Le PDG a trop souvent été accusé, à tort ou à raison. Il a été rendu responsable de plusieurs maux et actes crapuleux, irresponsables, illégaux, immoraux qui lui ont donné  un profil hideux, fait de cupidité et de vénalité. Bien sûr, le PDG ne laisse aucun gabonais indifférent, les jeunes, adultes et vieux qui l’ont connu ont un souvenir joyeux ou douloureux de cette machine qui a régné en toute tranquillité pendant près d’un demi-siècle sur le Gabon.

En fin stratège politique africain, calculateur et rusé, son fondateur a su, à chaque  période de vives tensions internes, étouffer les contradictions qui le menaçaient d’implosion ou d’explosion. Ce parti qui compte de nombreux membres ayant entre 20 et 40 ans de militantisme gagnerait à se reconstruire, à se refaire une santé ou à laisser place à une nouvelle génération, plus jeune et plus dynamique…

Toute société comporte deux grands pans qui sont l’Economique (et le financier) et le Politique (et l’institutionnel). Par leurs relations fusionnelles, ces deux blocs donnent à toute société sa logique, son caractère, ses références.
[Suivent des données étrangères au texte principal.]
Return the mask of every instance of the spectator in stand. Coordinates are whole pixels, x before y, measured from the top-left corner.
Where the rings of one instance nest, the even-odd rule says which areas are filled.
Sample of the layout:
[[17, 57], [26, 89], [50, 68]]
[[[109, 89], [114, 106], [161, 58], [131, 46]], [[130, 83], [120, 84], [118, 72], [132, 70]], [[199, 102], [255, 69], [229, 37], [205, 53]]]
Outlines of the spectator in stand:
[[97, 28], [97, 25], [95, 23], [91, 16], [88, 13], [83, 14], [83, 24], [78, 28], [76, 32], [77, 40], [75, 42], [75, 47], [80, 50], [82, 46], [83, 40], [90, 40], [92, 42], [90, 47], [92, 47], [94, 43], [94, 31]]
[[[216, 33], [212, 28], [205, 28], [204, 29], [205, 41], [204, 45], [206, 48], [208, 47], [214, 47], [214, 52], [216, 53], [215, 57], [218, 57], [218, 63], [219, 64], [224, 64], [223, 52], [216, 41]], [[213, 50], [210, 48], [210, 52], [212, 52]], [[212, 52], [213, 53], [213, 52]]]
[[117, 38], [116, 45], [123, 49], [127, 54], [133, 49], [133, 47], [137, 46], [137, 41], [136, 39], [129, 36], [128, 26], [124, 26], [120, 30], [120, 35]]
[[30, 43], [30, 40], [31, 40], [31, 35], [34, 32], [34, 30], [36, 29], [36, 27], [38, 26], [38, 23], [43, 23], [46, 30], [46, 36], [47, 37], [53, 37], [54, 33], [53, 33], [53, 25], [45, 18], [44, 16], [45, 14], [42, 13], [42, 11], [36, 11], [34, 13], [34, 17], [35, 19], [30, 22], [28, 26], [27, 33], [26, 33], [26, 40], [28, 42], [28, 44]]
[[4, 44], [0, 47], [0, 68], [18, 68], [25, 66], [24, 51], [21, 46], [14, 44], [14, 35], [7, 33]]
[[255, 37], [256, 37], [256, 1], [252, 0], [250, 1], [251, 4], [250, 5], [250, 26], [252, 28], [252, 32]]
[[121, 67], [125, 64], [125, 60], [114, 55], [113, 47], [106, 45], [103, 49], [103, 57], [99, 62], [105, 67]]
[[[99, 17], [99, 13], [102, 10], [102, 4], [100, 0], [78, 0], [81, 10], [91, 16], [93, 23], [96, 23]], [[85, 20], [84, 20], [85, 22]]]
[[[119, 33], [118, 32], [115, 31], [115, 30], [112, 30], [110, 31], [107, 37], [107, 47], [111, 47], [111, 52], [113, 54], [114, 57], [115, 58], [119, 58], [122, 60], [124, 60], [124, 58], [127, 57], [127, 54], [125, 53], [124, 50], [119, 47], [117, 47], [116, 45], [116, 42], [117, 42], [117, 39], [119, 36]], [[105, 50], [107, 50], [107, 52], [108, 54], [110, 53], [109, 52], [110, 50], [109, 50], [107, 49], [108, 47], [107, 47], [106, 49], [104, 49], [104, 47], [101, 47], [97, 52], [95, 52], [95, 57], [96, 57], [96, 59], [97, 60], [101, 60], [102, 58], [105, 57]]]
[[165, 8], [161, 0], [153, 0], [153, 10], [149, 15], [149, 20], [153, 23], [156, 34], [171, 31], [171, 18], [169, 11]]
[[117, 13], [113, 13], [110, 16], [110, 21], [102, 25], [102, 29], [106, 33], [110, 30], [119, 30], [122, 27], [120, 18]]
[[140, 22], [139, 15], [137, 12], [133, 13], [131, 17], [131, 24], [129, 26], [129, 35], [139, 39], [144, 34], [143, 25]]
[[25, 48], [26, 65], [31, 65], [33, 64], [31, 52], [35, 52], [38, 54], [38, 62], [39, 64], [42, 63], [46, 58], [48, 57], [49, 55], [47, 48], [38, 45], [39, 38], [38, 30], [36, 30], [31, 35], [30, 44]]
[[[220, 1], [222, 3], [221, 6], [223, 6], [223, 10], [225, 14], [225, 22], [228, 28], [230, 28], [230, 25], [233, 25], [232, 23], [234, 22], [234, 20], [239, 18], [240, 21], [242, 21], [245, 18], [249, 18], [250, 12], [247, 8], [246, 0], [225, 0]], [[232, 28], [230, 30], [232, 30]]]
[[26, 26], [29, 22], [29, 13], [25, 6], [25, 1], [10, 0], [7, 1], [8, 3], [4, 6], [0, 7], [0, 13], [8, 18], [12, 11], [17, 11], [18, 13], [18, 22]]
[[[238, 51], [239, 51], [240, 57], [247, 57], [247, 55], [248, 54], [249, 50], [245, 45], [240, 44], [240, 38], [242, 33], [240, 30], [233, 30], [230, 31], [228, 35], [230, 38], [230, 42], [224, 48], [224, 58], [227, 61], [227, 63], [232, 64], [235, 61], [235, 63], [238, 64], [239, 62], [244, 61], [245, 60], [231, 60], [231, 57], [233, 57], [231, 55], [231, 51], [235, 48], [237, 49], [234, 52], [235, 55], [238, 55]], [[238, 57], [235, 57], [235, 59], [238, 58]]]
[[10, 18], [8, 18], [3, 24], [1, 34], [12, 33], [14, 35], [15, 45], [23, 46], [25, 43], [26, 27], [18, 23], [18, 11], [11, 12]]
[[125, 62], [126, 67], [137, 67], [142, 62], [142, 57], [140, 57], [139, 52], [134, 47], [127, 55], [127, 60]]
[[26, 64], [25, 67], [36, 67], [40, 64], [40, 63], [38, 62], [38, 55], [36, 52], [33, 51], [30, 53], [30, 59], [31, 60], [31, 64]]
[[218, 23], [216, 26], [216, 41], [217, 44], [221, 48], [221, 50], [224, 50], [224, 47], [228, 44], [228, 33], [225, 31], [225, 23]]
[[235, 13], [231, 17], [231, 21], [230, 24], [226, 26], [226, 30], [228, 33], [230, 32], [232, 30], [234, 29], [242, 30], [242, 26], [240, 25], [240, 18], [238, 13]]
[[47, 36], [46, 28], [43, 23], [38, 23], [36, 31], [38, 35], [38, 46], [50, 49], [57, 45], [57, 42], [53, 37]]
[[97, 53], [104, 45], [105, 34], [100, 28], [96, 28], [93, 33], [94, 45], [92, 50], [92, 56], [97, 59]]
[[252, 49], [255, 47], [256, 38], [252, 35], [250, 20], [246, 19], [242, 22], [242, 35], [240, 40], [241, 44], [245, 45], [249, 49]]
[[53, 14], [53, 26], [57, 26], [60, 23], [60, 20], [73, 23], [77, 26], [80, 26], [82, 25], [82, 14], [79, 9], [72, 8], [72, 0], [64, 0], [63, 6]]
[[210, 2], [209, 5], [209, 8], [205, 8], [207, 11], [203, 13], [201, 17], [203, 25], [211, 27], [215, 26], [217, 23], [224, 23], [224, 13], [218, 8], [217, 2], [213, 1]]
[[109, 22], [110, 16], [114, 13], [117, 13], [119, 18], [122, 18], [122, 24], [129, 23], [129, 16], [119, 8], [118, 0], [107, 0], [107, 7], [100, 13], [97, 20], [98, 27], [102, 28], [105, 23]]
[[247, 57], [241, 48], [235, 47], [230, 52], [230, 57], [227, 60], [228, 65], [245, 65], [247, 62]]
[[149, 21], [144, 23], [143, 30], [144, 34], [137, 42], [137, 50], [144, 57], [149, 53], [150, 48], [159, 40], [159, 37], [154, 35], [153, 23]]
On ne peut pas avoir un projet de développement économique et social qui se veut libéral et novateur, et l’accompagner d’une organisation politique anachronique, désuète et anti démocratique comme cela a été pratiqué sous le PDG-Unique.

Pour que la politique de l’émergence du Président Ali soit crédible à l’international et donne confiance aux gabonais au niveau national en interne, il faut mettre en harmonie la libre entreprise proclamée dans son projet de société et  confirmée par les choix de sa « diplomatie économique », avec un système politique démocratique, républicain assis sur la liberté d’expression, la solidarité et le respect des minorités.

Dans l’hypothèse haute, très aléatoire et improbable, qui est la création d’un nouveau parti politique, les nouveaux responsables, nouveaux stratèges de celui-ci devraient définir une ligne politique qui reflétera cette recherche de cohérence entre l’économie, le politique et le collectivisme social et civil qui assure plus ou moins convenablement, la synergie entre la structure économique et la sphère politique en les consolidant.
La création d’un nouveau parti, au sortir du congrès du PDG, peut aussi susciter des ajustements et des repositionnements au sein de la MRE. Si le PDG reste en place après le congrès, il y a à craindre qu’en cas de changement et de pertes de privilèges par certains, des sentiments de vengeance, de frustrations et des revendications se manifestent du côté de ceux qui voudront se faire passer pour les héritiers et les dignes dépositaires de ce legs de feu Omar Bongo qui lui-même l’a reçu de Paul Gondjout et de Léon Mba.

Le Gabon émergent va-t-il avoir le courage de tourner une page de l’histoire politique étatique du pays ? L’a-t-il  suffisamment lue pour décider de la déchirer ou de la mettre à l’écart ?  Est-il bien outillé pour impulser une nouvelle dynamique sociopolitique nationale ?

Le congrès et surtout l’après congrès du PDG nous le dira. Si l’appellation PDG demeure, il risque d’y avoir un vrai chamboulement dans la composition des organes responsables. Si l’appellation change, une mini bombe politique va exploser dans le cosmos politique.